A “humbled and honored” Vince Demasi was officially ratified as the city’s new police chief on Monday, pledging that the department would be transparent and respected in the community under his watch.

“That is obviously the most important part in developing a rapport with the community and making sure the community feels comfortable with it’s police department,” Demasi said.

Demasi, 55, retired as an assistant police chief in Cincinnati earlier this month and was hired by Mayor Jeri Muoio on June 8 after a national search. The city commission ratifies the mayor’s appointments for police and fire chiefs. He starts in his new job Aug. 13.
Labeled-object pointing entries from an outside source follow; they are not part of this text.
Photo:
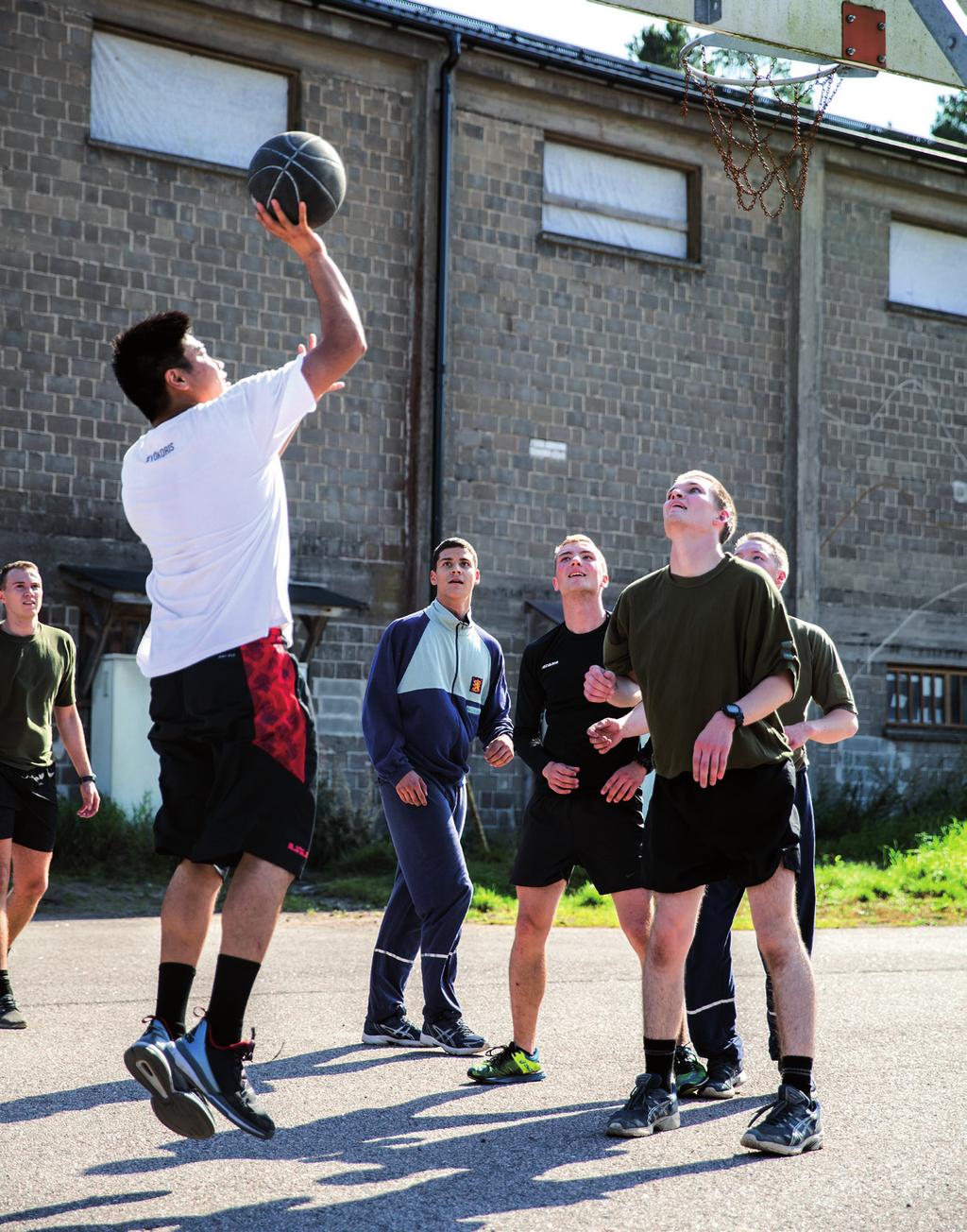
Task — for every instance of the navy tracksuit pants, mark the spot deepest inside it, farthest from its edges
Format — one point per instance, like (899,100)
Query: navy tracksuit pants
(710,988)
(428,904)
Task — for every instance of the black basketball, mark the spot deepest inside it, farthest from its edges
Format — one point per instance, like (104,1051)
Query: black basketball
(298,166)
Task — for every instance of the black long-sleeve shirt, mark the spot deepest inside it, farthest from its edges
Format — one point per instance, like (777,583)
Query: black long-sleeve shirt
(553,716)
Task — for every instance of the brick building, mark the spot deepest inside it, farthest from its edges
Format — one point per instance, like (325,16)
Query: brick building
(598,339)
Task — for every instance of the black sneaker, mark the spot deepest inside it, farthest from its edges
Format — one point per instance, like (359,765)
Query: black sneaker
(791,1125)
(173,1102)
(399,1032)
(724,1078)
(650,1110)
(219,1074)
(453,1037)
(10,1017)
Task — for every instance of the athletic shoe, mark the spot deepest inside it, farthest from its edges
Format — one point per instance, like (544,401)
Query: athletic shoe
(724,1078)
(219,1074)
(399,1032)
(690,1073)
(650,1109)
(10,1017)
(508,1065)
(791,1126)
(173,1102)
(453,1037)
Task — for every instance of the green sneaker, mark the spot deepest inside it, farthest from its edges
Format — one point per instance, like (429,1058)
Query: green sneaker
(506,1065)
(690,1073)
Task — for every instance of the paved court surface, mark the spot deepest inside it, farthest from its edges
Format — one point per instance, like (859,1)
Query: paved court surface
(373,1138)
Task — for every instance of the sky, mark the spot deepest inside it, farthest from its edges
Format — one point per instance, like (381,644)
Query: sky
(886,100)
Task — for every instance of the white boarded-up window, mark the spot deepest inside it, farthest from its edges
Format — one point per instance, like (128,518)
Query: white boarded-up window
(161,98)
(616,201)
(926,268)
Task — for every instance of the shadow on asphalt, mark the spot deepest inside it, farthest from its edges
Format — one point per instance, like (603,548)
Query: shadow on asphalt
(452,1155)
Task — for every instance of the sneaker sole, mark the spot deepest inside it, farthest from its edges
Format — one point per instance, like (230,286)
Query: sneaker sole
(506,1082)
(753,1143)
(180,1111)
(428,1041)
(372,1037)
(615,1130)
(217,1099)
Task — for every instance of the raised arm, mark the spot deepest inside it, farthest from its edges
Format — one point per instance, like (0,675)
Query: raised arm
(343,340)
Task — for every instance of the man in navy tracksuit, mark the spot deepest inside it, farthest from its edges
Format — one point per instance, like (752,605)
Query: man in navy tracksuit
(436,683)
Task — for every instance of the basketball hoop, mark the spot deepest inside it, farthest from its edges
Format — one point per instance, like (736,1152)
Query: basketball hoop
(752,163)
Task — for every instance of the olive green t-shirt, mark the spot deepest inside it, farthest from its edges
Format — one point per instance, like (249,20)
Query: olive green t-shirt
(695,644)
(822,680)
(36,674)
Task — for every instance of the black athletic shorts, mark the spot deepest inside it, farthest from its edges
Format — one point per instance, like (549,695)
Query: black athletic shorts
(581,828)
(237,743)
(743,827)
(28,806)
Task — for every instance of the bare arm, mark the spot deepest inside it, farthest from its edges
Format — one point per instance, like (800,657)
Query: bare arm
(72,733)
(343,341)
(838,725)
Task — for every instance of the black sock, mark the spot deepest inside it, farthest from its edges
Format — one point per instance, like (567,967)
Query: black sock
(659,1058)
(230,991)
(174,988)
(798,1072)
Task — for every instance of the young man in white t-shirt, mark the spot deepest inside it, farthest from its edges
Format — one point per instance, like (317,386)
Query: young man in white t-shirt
(231,724)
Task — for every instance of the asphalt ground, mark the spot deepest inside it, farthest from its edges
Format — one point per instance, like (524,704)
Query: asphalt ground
(372,1138)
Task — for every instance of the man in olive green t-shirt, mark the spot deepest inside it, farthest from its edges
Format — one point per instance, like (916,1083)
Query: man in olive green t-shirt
(710,988)
(36,690)
(707,647)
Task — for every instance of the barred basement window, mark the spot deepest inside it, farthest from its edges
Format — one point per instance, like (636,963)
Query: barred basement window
(619,202)
(185,101)
(926,697)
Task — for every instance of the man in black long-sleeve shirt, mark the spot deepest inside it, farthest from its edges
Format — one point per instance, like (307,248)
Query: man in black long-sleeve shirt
(585,809)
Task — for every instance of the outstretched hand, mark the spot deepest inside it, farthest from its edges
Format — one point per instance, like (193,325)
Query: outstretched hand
(299,237)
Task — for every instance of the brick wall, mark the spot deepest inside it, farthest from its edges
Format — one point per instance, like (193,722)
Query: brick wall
(640,368)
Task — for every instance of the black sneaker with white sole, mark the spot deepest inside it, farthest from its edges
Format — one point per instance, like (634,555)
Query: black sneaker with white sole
(218,1073)
(453,1037)
(791,1125)
(173,1102)
(399,1032)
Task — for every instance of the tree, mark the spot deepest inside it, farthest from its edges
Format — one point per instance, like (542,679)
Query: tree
(663,47)
(950,122)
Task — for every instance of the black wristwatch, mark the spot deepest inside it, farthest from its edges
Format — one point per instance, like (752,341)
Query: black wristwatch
(735,711)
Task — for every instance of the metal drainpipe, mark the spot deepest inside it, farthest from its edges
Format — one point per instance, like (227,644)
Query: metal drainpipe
(442,264)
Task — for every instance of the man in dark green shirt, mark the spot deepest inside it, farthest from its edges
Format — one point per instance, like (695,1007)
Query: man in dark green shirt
(36,690)
(710,988)
(707,644)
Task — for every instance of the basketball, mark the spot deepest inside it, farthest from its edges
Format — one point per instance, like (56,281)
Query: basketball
(298,166)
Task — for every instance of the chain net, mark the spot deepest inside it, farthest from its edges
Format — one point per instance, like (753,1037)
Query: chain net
(765,175)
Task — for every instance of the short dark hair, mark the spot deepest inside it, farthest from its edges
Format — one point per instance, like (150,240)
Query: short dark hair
(144,352)
(452,542)
(5,570)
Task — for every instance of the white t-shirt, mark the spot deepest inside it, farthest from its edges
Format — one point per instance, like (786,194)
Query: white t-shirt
(206,495)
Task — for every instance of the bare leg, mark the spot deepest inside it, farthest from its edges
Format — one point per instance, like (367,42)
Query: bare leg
(251,908)
(663,976)
(777,932)
(29,884)
(536,907)
(5,858)
(186,912)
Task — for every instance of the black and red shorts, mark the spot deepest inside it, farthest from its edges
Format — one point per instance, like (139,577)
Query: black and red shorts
(28,807)
(237,743)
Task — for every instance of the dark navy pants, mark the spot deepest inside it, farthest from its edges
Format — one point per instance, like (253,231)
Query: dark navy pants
(710,988)
(428,904)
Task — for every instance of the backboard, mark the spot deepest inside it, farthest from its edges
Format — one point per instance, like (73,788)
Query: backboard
(918,39)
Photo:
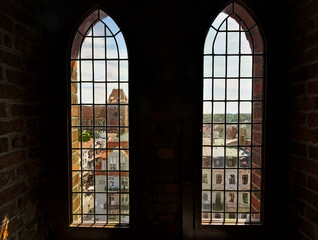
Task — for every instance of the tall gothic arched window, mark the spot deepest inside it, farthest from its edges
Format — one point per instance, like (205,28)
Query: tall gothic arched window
(233,114)
(99,124)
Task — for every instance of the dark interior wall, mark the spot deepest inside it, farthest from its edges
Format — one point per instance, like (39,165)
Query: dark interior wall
(165,43)
(302,156)
(23,156)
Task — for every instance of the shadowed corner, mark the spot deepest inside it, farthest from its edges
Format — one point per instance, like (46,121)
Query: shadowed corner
(4,229)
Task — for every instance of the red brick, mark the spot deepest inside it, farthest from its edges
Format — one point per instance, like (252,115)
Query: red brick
(11,126)
(312,119)
(10,59)
(25,110)
(7,177)
(313,87)
(27,169)
(312,183)
(313,152)
(6,23)
(297,119)
(9,92)
(298,148)
(165,153)
(304,165)
(10,159)
(4,146)
(12,192)
(296,177)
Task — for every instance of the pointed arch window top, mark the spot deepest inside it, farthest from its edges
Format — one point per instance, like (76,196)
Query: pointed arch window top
(235,21)
(109,40)
(233,117)
(99,125)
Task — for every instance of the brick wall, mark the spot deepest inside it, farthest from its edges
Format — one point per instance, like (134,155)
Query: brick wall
(302,212)
(165,121)
(23,178)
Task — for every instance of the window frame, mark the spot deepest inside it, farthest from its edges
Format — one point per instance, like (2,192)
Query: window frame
(192,188)
(107,232)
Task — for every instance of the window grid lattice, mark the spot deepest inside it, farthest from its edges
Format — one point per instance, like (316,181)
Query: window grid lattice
(232,120)
(99,124)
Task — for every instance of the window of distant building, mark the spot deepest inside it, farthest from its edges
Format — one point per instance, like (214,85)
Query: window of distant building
(233,103)
(99,126)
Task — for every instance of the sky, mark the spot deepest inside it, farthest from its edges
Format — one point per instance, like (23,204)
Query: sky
(112,70)
(237,66)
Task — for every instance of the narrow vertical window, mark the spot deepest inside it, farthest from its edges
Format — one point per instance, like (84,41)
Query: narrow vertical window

Demasi said Monday that he doesn’t anticipate bringing any officers from Cincinnati to West Palm Beach. He praised acting co-chiefs Mary Santos-Olsen and Bryan Kummerlen, who will serve as assistant police chiefs under him.

“Both have done a very superb job and I am very confident we will have a strong working relationship,” Demasi said. “As far as I’m concerned, our staff is very good and there is no need to bring in any folks at this time. We will continue to evaluate but I’m confident we can do great things with the staff we have.”
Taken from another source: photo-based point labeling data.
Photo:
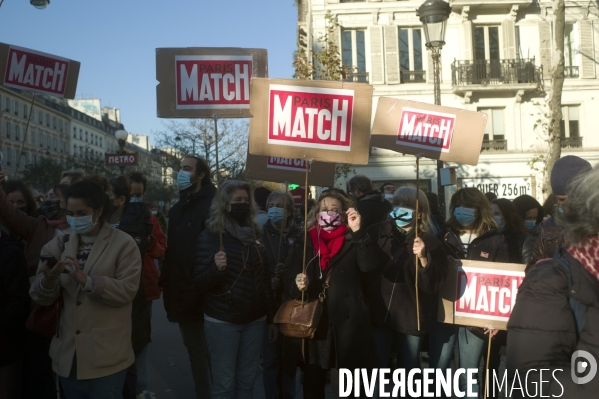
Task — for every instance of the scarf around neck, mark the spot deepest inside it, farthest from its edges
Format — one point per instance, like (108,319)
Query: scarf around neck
(327,243)
(588,255)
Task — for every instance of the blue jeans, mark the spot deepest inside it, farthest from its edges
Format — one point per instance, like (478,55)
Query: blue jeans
(235,354)
(471,352)
(109,387)
(271,366)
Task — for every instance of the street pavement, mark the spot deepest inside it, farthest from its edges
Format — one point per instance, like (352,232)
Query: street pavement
(169,371)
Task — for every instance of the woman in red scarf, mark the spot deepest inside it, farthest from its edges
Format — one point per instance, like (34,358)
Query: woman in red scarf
(338,246)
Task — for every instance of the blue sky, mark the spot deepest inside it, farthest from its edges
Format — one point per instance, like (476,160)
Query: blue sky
(115,41)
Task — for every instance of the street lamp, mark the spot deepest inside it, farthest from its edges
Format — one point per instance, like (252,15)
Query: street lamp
(121,136)
(39,4)
(433,15)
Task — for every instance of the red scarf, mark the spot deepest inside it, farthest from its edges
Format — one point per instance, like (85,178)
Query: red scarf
(588,255)
(59,224)
(330,243)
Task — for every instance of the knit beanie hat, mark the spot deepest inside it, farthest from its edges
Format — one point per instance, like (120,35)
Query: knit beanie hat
(564,171)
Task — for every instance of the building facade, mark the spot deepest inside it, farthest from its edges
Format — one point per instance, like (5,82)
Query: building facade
(497,60)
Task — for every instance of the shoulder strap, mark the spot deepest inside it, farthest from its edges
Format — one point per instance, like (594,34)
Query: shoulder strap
(578,309)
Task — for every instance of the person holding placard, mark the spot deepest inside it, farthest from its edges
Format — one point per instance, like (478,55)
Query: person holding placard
(471,234)
(337,247)
(235,275)
(390,292)
(552,331)
(280,209)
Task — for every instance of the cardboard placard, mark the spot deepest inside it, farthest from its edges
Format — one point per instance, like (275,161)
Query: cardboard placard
(480,294)
(320,120)
(436,132)
(277,169)
(206,82)
(26,69)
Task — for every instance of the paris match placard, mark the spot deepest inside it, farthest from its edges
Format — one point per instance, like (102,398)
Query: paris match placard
(481,294)
(436,132)
(207,82)
(43,73)
(293,170)
(319,120)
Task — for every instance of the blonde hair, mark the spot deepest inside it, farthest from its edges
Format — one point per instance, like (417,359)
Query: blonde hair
(227,189)
(407,196)
(471,197)
(346,203)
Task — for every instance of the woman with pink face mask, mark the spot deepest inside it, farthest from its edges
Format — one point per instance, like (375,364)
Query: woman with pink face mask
(337,246)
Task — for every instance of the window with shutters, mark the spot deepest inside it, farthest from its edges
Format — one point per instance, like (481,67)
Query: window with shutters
(571,51)
(353,54)
(494,138)
(569,127)
(411,49)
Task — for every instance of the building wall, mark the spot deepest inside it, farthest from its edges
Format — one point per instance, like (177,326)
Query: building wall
(523,31)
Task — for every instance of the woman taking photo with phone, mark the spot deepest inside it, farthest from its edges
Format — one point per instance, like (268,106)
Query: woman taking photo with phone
(96,277)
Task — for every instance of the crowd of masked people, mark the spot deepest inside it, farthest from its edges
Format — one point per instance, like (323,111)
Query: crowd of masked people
(234,258)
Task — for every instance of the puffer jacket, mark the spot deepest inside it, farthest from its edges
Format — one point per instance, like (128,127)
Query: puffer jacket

When Muoio ran for mayor last year, she cited low morale in the police department as a reason to replace chief Delsa Bush. Several rocky months later, Bush resigned in October after a public spat with the mayor over a police radio system that Bush advocated but that Muoio did not support.

On Monday, Muoio said the morale has already turned around under Kummerlen and Santos-Olsen. Demasi said morale will continue to improve.

“We will have an open door policy and will be willing to communicate (with officers), meet with them, work with them and treat them as the professionals that they are,” Demasi said. “Morale will improve and morale will be as high as it can be. This is a very difficult job these men and women do.”

Commissioner Sylvia Moffett, who represents the city’s crime-ridden north end, said she was “very impressed with (Demasi’s) relationship between the police department and the community. We talked a lot about what’s happening in our city and how it has to be a give and a take.”